Arby’s serves Pepsi.


October 18th, 2012
3:41 pm

@Mayhem: A good reason not to go there, IMO! I had a friend who worked in marketing with Pepsi who was transferred to Atlanta for a year-long project. He said that he should have gotten combat pay!


October 18th, 2012
3:47 pm

I was referring to what MJG said about the restaurants in the south that do not serve sweet tea…surely the owners there must be yankees as it does not make sense that they would not be serving sweet tea.


October 18th, 2012
4:02 pm

A friend has a daughter who works for Coke. We spent a few days together, at the beach. She was NOT happy at the waiters who told us they only served Pepsi.

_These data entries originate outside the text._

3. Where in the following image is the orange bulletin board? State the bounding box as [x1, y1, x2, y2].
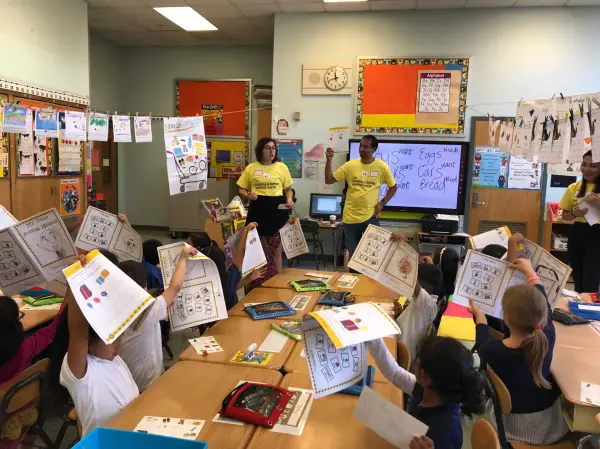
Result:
[207, 139, 249, 179]
[176, 80, 251, 139]
[355, 58, 469, 136]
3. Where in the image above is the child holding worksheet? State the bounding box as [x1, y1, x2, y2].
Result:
[468, 258, 568, 445]
[118, 245, 197, 391]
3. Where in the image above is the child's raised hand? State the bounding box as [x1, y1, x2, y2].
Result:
[409, 435, 434, 449]
[390, 232, 405, 242]
[509, 258, 534, 274]
[246, 222, 258, 231]
[181, 246, 198, 258]
[250, 266, 268, 282]
[509, 232, 524, 244]
[117, 213, 130, 226]
[467, 298, 483, 318]
[421, 255, 434, 264]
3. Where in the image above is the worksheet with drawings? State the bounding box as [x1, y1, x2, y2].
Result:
[63, 250, 155, 344]
[157, 242, 227, 331]
[348, 225, 393, 278]
[0, 205, 18, 230]
[0, 228, 45, 295]
[280, 219, 308, 259]
[301, 315, 367, 399]
[110, 222, 142, 262]
[12, 208, 77, 281]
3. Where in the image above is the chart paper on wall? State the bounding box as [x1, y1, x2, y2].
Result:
[75, 207, 142, 262]
[241, 228, 267, 277]
[348, 225, 418, 297]
[63, 250, 155, 344]
[280, 219, 308, 259]
[157, 242, 228, 331]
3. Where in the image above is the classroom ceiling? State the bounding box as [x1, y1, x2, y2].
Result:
[86, 0, 600, 47]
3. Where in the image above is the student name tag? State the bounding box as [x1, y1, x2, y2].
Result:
[361, 171, 368, 177]
[255, 170, 263, 176]
[370, 171, 379, 177]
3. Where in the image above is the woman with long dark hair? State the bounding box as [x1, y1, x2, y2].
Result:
[559, 150, 600, 292]
[237, 137, 294, 272]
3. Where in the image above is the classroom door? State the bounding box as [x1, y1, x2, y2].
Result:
[91, 139, 118, 214]
[466, 119, 542, 242]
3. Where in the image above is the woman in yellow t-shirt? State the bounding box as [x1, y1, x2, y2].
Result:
[238, 138, 294, 270]
[559, 150, 600, 292]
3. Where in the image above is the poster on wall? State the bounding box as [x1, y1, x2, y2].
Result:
[507, 157, 542, 190]
[176, 80, 251, 139]
[0, 95, 8, 178]
[207, 139, 248, 179]
[59, 178, 81, 216]
[163, 116, 208, 196]
[277, 139, 303, 179]
[355, 58, 469, 136]
[472, 147, 508, 188]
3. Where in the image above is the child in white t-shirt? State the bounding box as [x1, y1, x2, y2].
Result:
[60, 258, 139, 437]
[118, 246, 197, 391]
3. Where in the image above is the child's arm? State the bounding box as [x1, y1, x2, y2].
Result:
[509, 258, 539, 285]
[66, 285, 90, 380]
[117, 213, 130, 226]
[366, 338, 416, 394]
[162, 246, 198, 307]
[468, 299, 491, 347]
[237, 266, 267, 289]
[507, 232, 524, 263]
[21, 300, 68, 363]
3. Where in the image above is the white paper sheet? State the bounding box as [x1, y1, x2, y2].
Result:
[280, 219, 309, 259]
[163, 117, 208, 196]
[20, 303, 62, 311]
[241, 228, 267, 277]
[134, 116, 153, 143]
[258, 329, 289, 353]
[0, 228, 45, 295]
[158, 242, 228, 331]
[75, 207, 142, 262]
[348, 225, 418, 297]
[34, 110, 59, 138]
[88, 112, 109, 142]
[17, 133, 35, 175]
[469, 226, 511, 250]
[64, 111, 87, 141]
[112, 115, 132, 143]
[63, 250, 155, 344]
[507, 157, 541, 189]
[329, 126, 349, 153]
[0, 205, 18, 230]
[289, 294, 311, 311]
[133, 416, 205, 441]
[337, 274, 359, 289]
[271, 387, 313, 436]
[304, 160, 318, 180]
[57, 132, 82, 173]
[582, 200, 600, 225]
[2, 105, 33, 134]
[580, 382, 600, 407]
[354, 386, 429, 448]
[189, 336, 223, 354]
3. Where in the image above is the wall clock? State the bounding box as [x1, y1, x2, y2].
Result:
[302, 63, 353, 96]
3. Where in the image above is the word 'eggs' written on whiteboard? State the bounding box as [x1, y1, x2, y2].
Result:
[375, 143, 463, 209]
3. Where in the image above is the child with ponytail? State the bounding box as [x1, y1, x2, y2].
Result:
[468, 258, 568, 445]
[367, 335, 484, 449]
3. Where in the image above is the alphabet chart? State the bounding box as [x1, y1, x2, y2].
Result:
[75, 207, 142, 262]
[302, 314, 367, 399]
[0, 208, 77, 295]
[0, 205, 17, 230]
[418, 72, 451, 113]
[157, 242, 227, 331]
[63, 250, 155, 344]
[348, 225, 418, 297]
[517, 239, 572, 308]
[280, 219, 308, 259]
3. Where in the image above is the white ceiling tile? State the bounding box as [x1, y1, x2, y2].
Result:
[208, 17, 254, 31]
[235, 36, 273, 45]
[247, 15, 275, 28]
[158, 30, 205, 44]
[87, 0, 144, 5]
[229, 0, 277, 4]
[417, 0, 466, 7]
[190, 5, 242, 19]
[278, 2, 325, 11]
[236, 3, 281, 17]
[465, 0, 517, 6]
[514, 0, 567, 5]
[566, 0, 600, 4]
[140, 0, 188, 6]
[276, 0, 321, 3]
[370, 0, 418, 10]
[193, 37, 236, 45]
[324, 1, 370, 11]
[185, 0, 231, 4]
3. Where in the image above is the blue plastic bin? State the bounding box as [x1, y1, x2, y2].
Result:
[73, 428, 208, 449]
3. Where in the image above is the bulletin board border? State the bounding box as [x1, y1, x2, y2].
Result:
[175, 79, 252, 140]
[354, 57, 470, 137]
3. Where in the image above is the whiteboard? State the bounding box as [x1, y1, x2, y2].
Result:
[349, 140, 468, 213]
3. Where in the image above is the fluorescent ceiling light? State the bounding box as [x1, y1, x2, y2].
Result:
[153, 7, 217, 31]
[324, 0, 368, 2]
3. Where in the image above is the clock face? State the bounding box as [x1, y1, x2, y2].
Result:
[324, 66, 348, 91]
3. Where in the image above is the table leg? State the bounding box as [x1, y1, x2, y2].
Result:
[333, 228, 337, 272]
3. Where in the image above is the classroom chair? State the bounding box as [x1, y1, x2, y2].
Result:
[471, 417, 500, 449]
[299, 219, 326, 270]
[0, 358, 54, 449]
[424, 295, 448, 337]
[54, 407, 81, 449]
[485, 366, 576, 449]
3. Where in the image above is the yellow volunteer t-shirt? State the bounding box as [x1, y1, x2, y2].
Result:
[559, 181, 597, 223]
[237, 161, 293, 197]
[333, 158, 396, 224]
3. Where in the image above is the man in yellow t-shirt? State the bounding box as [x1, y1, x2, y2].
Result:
[325, 135, 398, 255]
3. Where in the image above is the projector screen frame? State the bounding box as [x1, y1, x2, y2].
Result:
[347, 138, 470, 215]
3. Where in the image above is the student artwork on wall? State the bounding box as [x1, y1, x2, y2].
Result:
[355, 58, 469, 136]
[34, 109, 59, 138]
[63, 111, 86, 141]
[112, 115, 132, 143]
[134, 116, 152, 143]
[75, 207, 142, 262]
[0, 208, 77, 295]
[88, 112, 109, 142]
[59, 179, 81, 216]
[206, 139, 249, 179]
[63, 250, 155, 344]
[157, 242, 228, 331]
[2, 105, 33, 133]
[277, 139, 303, 178]
[176, 80, 251, 139]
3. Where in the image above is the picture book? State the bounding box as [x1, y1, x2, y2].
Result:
[226, 196, 247, 220]
[157, 242, 228, 331]
[63, 249, 155, 344]
[241, 228, 267, 277]
[348, 225, 418, 297]
[75, 207, 142, 262]
[453, 250, 559, 318]
[201, 198, 227, 222]
[280, 219, 308, 259]
[0, 208, 77, 295]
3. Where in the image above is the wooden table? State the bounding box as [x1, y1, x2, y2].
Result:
[17, 300, 61, 331]
[179, 316, 295, 370]
[246, 372, 403, 449]
[283, 337, 398, 384]
[228, 288, 320, 320]
[262, 268, 342, 290]
[330, 274, 399, 299]
[553, 297, 600, 350]
[108, 362, 282, 448]
[313, 295, 396, 314]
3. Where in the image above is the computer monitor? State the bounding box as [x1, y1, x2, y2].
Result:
[310, 193, 343, 219]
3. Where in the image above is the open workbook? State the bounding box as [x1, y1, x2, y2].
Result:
[0, 208, 77, 295]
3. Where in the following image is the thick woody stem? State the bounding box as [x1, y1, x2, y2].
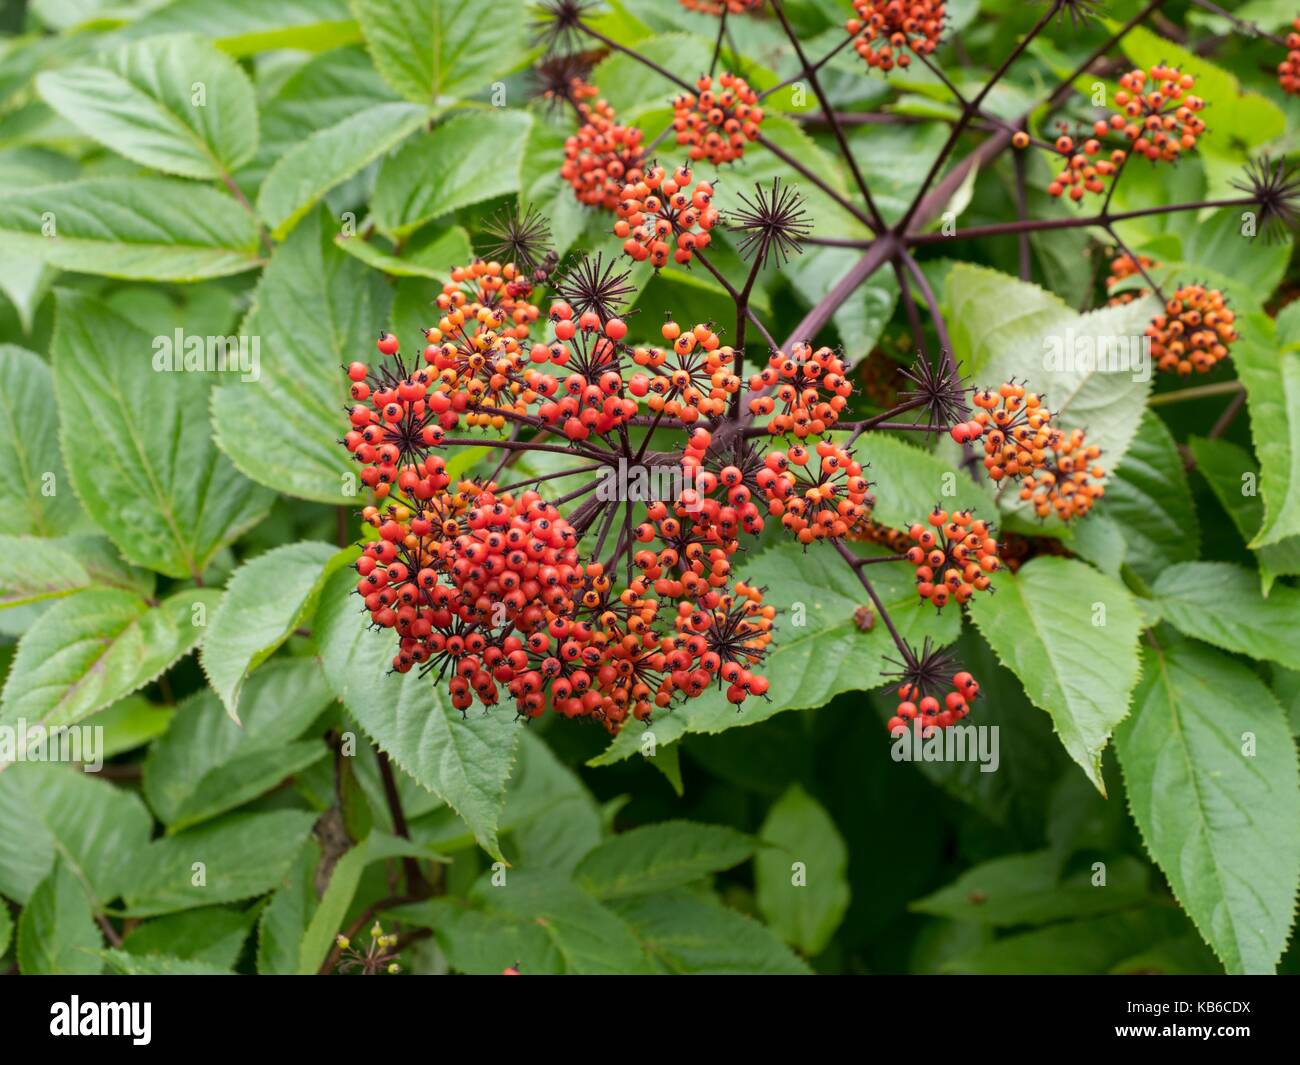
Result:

We lived in TX before we moved here to GA. We drank Pepsi. For the past 23 years, we have drank COKE. We get it. Well, I actually drink sweet tea/water/back coffee but hubby drinks Coke.

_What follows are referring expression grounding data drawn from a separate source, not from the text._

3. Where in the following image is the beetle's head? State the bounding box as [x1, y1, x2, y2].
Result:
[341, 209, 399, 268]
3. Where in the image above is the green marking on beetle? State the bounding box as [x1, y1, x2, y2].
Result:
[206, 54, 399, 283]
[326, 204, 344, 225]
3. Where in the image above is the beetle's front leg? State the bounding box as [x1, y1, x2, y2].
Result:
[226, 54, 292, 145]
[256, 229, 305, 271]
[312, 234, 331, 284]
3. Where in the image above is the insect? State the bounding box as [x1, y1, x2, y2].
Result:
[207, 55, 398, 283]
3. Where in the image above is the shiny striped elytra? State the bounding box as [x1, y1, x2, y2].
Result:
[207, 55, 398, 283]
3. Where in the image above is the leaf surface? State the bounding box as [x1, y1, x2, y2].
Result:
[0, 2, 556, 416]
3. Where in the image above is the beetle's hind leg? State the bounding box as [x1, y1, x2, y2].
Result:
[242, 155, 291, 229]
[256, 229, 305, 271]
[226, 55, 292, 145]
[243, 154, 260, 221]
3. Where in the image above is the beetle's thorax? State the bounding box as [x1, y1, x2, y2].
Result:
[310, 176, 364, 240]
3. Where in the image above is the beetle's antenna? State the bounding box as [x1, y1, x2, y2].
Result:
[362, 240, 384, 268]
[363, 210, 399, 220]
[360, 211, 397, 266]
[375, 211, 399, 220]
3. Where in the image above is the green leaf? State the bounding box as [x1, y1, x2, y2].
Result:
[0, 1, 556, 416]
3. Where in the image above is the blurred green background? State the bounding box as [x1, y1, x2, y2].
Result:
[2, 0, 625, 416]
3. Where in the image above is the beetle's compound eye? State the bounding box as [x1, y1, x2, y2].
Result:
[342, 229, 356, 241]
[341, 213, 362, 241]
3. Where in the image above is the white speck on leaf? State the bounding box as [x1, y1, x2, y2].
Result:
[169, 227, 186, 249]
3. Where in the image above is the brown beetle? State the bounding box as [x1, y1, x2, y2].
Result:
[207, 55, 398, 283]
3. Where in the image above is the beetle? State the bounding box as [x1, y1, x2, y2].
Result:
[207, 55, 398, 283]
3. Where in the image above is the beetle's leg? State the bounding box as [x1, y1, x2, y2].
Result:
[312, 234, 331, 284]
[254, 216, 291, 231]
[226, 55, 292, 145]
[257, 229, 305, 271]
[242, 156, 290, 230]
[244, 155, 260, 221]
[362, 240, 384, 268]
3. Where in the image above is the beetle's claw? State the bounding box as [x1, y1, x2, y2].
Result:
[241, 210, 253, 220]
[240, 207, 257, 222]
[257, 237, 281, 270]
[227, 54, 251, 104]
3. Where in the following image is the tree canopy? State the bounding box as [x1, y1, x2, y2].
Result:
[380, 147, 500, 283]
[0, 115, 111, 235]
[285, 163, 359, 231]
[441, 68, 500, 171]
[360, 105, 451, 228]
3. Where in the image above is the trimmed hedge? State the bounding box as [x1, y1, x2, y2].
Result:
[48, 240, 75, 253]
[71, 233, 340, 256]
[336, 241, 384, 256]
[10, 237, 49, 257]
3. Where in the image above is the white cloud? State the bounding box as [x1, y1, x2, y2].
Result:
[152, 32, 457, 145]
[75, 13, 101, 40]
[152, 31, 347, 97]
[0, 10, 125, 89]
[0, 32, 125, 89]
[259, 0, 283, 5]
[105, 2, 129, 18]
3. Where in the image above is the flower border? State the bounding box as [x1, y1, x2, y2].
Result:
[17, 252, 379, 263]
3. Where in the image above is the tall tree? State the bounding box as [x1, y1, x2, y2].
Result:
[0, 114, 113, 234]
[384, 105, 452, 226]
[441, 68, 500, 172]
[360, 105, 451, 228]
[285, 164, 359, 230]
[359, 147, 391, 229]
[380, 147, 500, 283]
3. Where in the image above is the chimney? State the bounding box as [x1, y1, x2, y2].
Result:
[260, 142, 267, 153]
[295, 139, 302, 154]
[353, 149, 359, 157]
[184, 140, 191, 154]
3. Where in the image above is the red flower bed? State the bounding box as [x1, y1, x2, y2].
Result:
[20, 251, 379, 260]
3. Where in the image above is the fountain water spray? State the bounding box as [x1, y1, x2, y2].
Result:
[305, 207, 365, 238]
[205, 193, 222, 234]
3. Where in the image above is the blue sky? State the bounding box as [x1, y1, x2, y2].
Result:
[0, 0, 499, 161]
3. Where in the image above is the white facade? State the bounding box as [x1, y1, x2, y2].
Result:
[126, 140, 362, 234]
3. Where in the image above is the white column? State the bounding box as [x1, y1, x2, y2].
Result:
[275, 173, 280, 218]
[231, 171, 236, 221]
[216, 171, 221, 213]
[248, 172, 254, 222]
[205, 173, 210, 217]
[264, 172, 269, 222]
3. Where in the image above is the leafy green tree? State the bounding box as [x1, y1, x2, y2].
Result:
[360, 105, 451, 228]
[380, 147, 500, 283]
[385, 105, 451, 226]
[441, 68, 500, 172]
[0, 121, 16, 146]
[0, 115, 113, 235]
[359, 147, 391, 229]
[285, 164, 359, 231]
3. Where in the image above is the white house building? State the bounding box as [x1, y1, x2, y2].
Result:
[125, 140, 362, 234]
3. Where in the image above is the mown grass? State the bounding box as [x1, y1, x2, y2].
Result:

@ Mayhem…I am typically confused when a business does not succumb ( sp?) to the preferences of the local client base . It would confuse me if Hy Vee sold sweet tea in an jug but not Publix.


October 18th, 2012
4:03 pm

black coffee…sorry


October 18th, 2012
4:46 pm

The Mason–Dixon Line (or Mason and Dixon’s Line) was surveyed between 1763 and 1767 by Charles Mason and Jeremiah Dixon in the resolution of a border dispute between British colonies in Colonial America. It is a demarcation line among four U.S. states, forming part of the borders of Pennsylvania, Maryland, Delaware, and West Virginia (then part of Virginia). In popular usage, especially since the Missouri Compromise of 1820 (apparently the first official use of the term “Mason’s and Dixon’s Line”), the Mason–Dixon Line symbolizes a cultural boundary between the Northeastern United States and the Southern United States (Dixie). It was not the demarcation line for the legality of slavery, however, since Delaware, a slave state, falls north of the boundary. The Missouri Compromise Line had a much more definitive geographic connection to slavery in the United States leading up to the Civil War.[1]


October 20th, 2012
2:29 pm

Pepsico OWNS Arby’s, tool.

The American South

October 20th, 2012
10:06 pm

The American South:

South Carolina
North Carolina
Arkansas (including extreme southern Missouri along the border)
North Florida (everything roughly north of Orlando)
Kentucky (minus the Cincinnati suburbs, and including the Missouri bootheel)
South Virginia (everything south of Fredricksburg, including the Shenandoah Valley and parts of West Virgnia)

The American South

October 20th, 2012
10:07 pm

Richmond and Virginia Beach are in The American South. Austin is not.


October 22nd, 2012
1:54 am

@The American South: Your geography is a bit flawed. Why do you get to draw a line through Fredericksburg and then declare the top 3rd of Virginia “North”? Because of it’s proximity to Washington, DC? Maryland was a slave state, and considered joining the Confederacy, but realized that between between DC and the North would put them on the front edge of many battles. Also, they were able to maintain slavery for a while longer — the Emancipation Proclamation was aimed at only slaves in the Confederate states NOT the North. Kentucky was a slave state, but 75% of it’s soldiers fought for the Union Army. Missouri was, too, with soldiers fighting about half-and-half. Slavery wasn’t abolished throughout the entire country until the 13th Amendment, in December of 1865.

The American South

October 23rd, 2012
2:56 pm

What I say/listed is final and correct. There is nothing flawed.

The true American South is based on culture, history, modern-history, and geography.